Secondo il Supremo organo amministrativo, l’articolo 93, comma 2, del nuovo Codice degli Appalti (d.lgs. n. 36/2023) non richiede una specializzazione esclusiva nella didattica infantile per i membri della commissione, ma piuttosto una competenza in aree tematiche omogenee, suffragata anche da esperienze lavorative affini. Nel caso specifico, due dei tre commissari avevano competenze nel settore dell’istruzione e dei servizi sociali, pur se non espressamente riferite alla fascia 0-6 anni. Inoltre, uno dei componenti aveva anche svolto attività di insegnamento e frequentato corsi universitari affini alla pedagogia. Di conseguenza, il Consiglio ha ritenuto legittima la nomina della commissione, rilevando un’errata interpretazione da parte del Tar. Il Consiglio ha anche esaminato i motivi di ricorso assorbiti dal giudice di primo grado: Clausole sociali e revisione prezzi: la mancata previsione nel bando non ha avuto impatto concreto sull’esito della gara, e il consorzio non ha dimostrato di aver subito un pregiudizio diretto.

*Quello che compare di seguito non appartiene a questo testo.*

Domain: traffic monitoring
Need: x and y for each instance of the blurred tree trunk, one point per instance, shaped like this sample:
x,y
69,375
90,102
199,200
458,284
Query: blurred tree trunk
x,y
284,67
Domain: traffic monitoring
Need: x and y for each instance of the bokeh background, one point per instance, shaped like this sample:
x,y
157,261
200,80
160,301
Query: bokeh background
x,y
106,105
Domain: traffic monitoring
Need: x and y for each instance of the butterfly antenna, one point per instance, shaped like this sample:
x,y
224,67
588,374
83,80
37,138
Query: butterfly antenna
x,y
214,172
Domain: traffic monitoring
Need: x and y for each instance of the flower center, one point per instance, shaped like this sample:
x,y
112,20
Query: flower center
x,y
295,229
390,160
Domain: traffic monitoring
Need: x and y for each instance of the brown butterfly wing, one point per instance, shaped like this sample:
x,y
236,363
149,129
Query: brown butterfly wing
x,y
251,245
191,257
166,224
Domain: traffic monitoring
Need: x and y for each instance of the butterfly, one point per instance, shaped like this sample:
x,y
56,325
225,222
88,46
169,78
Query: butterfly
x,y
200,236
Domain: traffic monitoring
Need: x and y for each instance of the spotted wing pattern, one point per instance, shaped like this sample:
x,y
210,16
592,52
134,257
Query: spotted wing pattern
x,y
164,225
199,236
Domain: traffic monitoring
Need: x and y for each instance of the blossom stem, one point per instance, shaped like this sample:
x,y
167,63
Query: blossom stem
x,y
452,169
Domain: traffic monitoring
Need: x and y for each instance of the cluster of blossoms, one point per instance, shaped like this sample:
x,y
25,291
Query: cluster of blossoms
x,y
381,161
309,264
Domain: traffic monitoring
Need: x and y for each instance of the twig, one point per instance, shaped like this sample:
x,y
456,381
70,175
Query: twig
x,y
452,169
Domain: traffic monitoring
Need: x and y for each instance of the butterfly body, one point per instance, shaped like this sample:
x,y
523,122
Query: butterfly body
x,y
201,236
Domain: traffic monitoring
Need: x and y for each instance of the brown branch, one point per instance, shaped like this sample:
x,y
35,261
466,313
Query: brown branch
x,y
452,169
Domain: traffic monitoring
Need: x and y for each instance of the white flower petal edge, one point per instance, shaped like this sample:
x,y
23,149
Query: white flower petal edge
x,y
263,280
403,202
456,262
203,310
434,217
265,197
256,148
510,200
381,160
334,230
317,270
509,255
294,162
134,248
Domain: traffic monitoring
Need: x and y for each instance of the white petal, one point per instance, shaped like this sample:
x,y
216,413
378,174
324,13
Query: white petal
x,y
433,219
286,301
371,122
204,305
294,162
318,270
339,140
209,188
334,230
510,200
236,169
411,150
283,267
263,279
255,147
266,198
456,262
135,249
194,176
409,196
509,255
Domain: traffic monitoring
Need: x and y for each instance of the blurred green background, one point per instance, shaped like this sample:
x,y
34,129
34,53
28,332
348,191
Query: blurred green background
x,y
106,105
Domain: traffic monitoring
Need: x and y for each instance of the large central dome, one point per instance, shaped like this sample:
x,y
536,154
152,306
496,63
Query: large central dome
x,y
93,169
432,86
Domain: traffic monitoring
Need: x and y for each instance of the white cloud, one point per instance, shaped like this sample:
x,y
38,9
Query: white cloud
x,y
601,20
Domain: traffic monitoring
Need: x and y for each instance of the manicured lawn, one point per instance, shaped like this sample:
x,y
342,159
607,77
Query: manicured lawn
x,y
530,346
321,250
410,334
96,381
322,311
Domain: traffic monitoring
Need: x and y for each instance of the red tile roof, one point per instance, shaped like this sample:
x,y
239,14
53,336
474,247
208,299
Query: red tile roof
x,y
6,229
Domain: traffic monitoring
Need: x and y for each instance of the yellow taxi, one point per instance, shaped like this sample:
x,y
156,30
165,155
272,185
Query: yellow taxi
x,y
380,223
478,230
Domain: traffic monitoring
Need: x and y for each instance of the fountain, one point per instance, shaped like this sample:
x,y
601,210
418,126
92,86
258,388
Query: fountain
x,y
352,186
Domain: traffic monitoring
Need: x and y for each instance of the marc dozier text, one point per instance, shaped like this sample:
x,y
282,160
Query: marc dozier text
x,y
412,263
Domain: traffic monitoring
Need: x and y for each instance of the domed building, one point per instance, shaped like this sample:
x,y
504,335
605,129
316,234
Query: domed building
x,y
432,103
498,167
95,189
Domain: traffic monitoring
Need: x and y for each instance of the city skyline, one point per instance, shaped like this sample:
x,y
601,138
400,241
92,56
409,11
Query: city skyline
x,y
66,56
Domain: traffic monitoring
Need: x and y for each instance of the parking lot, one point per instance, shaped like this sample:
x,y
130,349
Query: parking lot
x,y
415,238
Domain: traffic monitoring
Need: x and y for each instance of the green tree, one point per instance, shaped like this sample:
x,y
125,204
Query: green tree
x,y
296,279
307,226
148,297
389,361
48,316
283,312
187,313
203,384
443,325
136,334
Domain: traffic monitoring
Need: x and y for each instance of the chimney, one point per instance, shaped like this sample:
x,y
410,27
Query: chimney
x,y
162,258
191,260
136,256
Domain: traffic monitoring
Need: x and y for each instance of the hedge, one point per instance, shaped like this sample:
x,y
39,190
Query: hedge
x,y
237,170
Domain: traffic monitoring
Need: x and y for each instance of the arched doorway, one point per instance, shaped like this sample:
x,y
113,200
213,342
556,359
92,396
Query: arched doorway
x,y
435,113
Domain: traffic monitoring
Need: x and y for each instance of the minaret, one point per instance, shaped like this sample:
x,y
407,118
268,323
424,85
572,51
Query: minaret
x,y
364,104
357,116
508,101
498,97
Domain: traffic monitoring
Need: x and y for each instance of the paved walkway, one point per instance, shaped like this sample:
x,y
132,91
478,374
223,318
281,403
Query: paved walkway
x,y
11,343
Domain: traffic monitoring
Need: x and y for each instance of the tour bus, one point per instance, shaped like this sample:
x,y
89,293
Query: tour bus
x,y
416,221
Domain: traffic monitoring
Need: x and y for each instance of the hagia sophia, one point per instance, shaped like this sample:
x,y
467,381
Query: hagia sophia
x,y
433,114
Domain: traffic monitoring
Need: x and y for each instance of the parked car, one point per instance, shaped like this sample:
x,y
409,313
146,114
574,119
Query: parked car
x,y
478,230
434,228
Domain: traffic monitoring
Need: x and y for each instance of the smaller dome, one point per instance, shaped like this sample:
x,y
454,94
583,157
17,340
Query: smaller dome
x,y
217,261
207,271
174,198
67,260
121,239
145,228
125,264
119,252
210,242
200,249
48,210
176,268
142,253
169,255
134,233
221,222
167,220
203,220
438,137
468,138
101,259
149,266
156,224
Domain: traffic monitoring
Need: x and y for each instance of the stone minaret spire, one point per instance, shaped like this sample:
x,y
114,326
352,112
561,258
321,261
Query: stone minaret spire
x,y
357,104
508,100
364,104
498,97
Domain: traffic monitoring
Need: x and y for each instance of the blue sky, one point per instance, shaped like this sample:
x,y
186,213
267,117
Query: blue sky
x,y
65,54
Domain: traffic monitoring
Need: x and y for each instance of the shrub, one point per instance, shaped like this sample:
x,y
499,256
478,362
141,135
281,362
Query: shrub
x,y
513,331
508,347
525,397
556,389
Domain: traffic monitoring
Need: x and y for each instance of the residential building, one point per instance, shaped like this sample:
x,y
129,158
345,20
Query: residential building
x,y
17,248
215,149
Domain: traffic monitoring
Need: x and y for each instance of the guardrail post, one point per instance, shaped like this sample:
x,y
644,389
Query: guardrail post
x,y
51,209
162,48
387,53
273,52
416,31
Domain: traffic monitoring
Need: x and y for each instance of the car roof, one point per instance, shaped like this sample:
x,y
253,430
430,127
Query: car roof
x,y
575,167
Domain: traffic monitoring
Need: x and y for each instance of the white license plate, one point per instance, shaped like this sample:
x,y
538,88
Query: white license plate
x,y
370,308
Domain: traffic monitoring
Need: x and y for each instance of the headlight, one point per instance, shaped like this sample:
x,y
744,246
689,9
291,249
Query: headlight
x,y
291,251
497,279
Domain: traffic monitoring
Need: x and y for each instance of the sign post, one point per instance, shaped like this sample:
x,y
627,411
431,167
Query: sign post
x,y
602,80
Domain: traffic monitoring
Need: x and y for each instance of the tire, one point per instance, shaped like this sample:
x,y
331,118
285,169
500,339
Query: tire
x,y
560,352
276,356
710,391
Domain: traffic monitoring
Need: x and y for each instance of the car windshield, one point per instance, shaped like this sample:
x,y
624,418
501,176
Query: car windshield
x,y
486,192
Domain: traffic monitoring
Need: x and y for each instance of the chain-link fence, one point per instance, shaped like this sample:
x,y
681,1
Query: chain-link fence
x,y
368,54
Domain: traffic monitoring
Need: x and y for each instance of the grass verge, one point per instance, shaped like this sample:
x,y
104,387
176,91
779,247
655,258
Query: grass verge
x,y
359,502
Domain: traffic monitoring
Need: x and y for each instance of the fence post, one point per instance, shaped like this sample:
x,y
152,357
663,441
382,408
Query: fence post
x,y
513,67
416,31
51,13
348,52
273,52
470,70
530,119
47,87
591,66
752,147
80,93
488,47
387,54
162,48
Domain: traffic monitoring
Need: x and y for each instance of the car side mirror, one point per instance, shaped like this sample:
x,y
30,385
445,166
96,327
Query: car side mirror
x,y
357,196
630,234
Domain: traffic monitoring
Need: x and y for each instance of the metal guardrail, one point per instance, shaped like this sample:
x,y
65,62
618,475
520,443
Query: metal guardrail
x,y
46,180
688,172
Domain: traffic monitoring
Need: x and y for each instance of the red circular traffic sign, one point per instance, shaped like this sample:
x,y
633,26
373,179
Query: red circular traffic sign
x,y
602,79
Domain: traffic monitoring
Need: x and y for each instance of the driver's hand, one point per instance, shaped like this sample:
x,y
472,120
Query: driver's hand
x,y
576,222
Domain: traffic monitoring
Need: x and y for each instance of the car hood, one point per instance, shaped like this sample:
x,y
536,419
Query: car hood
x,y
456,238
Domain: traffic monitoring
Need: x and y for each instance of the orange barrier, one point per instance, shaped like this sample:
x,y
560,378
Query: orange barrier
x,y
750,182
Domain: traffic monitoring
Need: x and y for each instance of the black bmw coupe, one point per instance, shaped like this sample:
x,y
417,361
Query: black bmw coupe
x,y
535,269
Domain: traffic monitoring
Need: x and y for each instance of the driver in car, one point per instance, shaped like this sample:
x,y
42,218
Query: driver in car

Costo della manodopera: secondo il ricorrente, i costi previsti erano inferiori a quelli imposti dal nuovo Ccnl entrato in vigore a marzo 2024. Tuttavia, l’offerta del ricorrente stesso indicava un importo inferiore a quello dell’aggiudicatario, contraddicendo le sue stesse argomentazioni. Regolarità fiscale della seconda classificata (Lotto 1): i giudici hanno ritenuto infondati i dubbi sollevati sulla documentazione prodotta da “Nasce un sorriso”, giudicata sufficiente ai fini della verifica. Anomalia dell’offerta: anche su questo punto, le contestazioni del ricorrente sono state giudicate inammissibili per mancanza di interesse concreto. Infine, è stata esclusa anche la violazione dell’articolo 104 del Codice degli Appalti relativa alla verifica dei requisiti tecnico-professionali dell’aggiudicataria del Lotto 2. Il cuore giuridico della sentenza sta nell’interpretazione flessibile e ragionevole del concetto di “competenza” richiesto ai commissari di gara.
Il Consiglio di Stato ha ribadito che non serve un titolo accademico perfettamente aderente all’oggetto dell’appalto, ma è sufficiente un curriculum coerente con le tematiche generali. In un passaggio chiave, si afferma: «La pedagogia e la didattica sono discipline generali che ricomprendono l’infanzia, pur con le sue specificità. L’istruzione dei bambini in tenera età non costituisce un settore del tutto autonomo rispetto all’istruzione in generale». Una posizione che ha valore anche sul piano amministrativo: la rigidità nella selezione dei commissari rischia infatti di bloccare o rallentare l’azione delle amministrazioni, già sottoposte a carichi burocratici e normative complesse.
La sentenza si conclude con il rigetto di tutti i motivi originari e aggiuntivi del Consorzio “Quarantacinque” e con l’accoglimento dell’appello del Comune di Termoli. Le spese processuali di entrambi i gradi di giudizio sono state integralmente compensate, in considerazione della complessità della materia trattata.
La vicenda offre uno spaccato illuminante delle tensioni fra enti locali, operatori del terzo settore e giustizia amministrativa. In un periodo in cui i servizi educativi sono al centro dell’attenzione per il loro impatto sociale e civile, la chiarezza sulle regole di gara e la tenuta degli atti amministrativi diventa cruciale. Il caso Termoli evidenzia anche la necessità per gli operatori economici di presentare ricorsi mirati e fondati, evitando contenziosi che rischiano di trasformarsi in azioni strumentali, con ricadute sull’efficienza e la continuità dei servizi pubblici essenziali.